Il suffit parfois de la révélation des pourparlers pour geler les offres.

 

Sur la route Balangi-Kumba (Sud-Ouest), le 16 février dernier, un convoi militaire est attaqué par des combattants séparatistes. Les recoupements auprès de sources sécuritaires locales font état d’un soldat tué dans les rangs des forces de défense. Le même jour, à Ngi-Njap (département du Donga Mantung, région du Nord-Ouest), un enseignant d’école primaire a été abattu par des hommes encore non identifiés. «Ces actualités suggèrent de dégager rapidement un compromis social acceptable dans cette partie du Cameroun», souffle un diplomate canadien à Yaoundé. Selon un horizon de sens qu’il donne à ses propos, notre interlocuteur rappelle l’offre de médiation portée par son pays en janvier dernier. «Actuellement, la proposition abrite des interventions qui exploitent le registre de la confrontation entre le Cameroun et le Canada; et ce à des fins inconnues», souffle-t-il encore. Tacitement, allusion est faite au communiqué signé le 23 janvier 2023 par René Emmanuel Sadi. D’après le document, le gouvernement camerounais «n’a confié à aucun pays ou entité extérieurs un quelconque rôle de médiateur ou de facilitateur pour régler la crise dans les régions du Nord-Ouest et du Sud-Ouest». De l’avis d’Anthony Eyoum, «cette phrase évite une période initiale où tout allait bien, où l’ambiance des coulisses était harmonieuse ; avant d’être brisée par l’officialisation de tractations». Pour l’universitaire camerounais, la baudruche s’est dégonflée, donnant lieu à un quiproquo. Ce qui n’empêche pas à Ottawa de s’affiner dans sa formulation et même dans sa position. «Dans le cadre de son engagement à promouvoir la paix et la sécurité dans le monde, le Canada continuera d’appuyer une résolution politique et pacifique du conflit au Cameroun. Le seul intérêt du Canada sur cette question est une résolution pacifique du conflit, dans le but d’assurer l’avenir de tous les civils touchés par ses conséquences tragiques», assume James Emmanuel Wanki (porte-parole au département des Affaires mondiales du ministère canadien des Affaires étrangères) contacté par Intégration le 7 février dernier.

Suspension
Ainsi donc, devenue officielle, l’annonce par voie médiatique a tout gelé. C’est le même sort qu’a connu l’offre de médiation suisse en fin 2018. «Des leaders séparatistes approchent l’ambassade de Suisse à Yaoundé pour solliciter sa médiation, à la suite de quoi la Confédération offre ses services aux autorités.
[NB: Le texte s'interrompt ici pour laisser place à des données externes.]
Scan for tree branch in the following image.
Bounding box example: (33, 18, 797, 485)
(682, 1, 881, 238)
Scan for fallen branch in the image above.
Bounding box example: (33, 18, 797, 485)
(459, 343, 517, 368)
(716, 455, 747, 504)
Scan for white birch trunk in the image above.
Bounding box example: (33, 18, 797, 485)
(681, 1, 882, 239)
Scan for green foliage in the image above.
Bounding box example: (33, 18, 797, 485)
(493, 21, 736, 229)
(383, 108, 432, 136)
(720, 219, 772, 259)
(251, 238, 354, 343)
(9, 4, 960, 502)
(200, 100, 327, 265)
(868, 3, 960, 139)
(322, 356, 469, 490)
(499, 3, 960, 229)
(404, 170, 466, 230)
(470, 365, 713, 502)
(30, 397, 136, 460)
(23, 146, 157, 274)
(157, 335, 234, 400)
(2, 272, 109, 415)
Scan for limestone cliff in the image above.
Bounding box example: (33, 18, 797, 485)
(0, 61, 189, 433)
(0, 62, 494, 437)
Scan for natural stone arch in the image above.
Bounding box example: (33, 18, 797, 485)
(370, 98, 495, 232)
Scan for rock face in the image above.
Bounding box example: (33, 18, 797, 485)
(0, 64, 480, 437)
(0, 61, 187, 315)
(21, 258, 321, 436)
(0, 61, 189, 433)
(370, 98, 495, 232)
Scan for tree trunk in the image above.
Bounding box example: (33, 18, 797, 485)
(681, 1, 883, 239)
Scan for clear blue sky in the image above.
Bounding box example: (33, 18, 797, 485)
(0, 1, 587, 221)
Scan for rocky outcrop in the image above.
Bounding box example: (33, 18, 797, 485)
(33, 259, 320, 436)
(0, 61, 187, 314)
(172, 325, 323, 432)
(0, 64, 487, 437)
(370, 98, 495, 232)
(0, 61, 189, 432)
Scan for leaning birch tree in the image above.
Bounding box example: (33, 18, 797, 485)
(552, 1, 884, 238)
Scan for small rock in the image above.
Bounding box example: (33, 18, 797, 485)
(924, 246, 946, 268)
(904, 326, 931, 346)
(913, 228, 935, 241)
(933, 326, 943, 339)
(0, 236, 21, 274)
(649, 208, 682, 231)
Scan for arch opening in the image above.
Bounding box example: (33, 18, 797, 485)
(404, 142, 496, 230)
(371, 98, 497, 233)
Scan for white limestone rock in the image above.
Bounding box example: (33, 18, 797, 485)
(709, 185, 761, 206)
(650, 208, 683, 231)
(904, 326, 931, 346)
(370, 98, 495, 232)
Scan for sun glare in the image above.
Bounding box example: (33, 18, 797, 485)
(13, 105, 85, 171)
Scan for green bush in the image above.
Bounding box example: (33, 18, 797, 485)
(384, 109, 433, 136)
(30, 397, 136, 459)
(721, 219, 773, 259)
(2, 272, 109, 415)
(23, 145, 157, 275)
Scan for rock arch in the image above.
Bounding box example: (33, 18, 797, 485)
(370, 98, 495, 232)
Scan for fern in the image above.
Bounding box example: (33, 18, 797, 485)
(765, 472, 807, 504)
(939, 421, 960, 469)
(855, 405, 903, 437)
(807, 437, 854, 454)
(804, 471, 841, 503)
En avril 2019, Paul Biya confirme que ce rôle de facilitateur est le bienvenu. Berne accepte cette responsabilité et divise la mission en deux: le Département fédéral des affaires étrangères (DFAE) s’occupera de favoriser les conditions d’un dialogue de paix auprès des autorités camerounaises; HD, en étroite collaboration avec le DFAE, aura pour tâche de réunir la rébellion morcelée autour de la table des négociations. HD, l’une des organisations de médiation de conflits les plus expérimentées, travaille régulièrement avec le DFAE. Les autorités, par la voix du secrétaire à la présidence, enjoignent la Suisse à la plus grande discrétion», écrit le journal suisse Le Temps. Dans sa version numérique du 4 juin 2021, le même média signale que «la donne a changé à Yaoundé. Ferdinand Ngoh Ngoh, secrétaire général de la présidence de la République et promoteur de l’intercession suisse, se montre des plus discrets et ne veut endosser la responsabilité de soutenir de vrais pourparlers de paix. Face à lui, un rival politique, le premier ministre Joseph Dion Ngute, qui dit promouvoir des discussions directes mais à ses conditions, ne veut pas s’encombrer des Suisses. Aux diplomates européens qu’il a reçus, il a affirmé que «la médiation suisse est morte».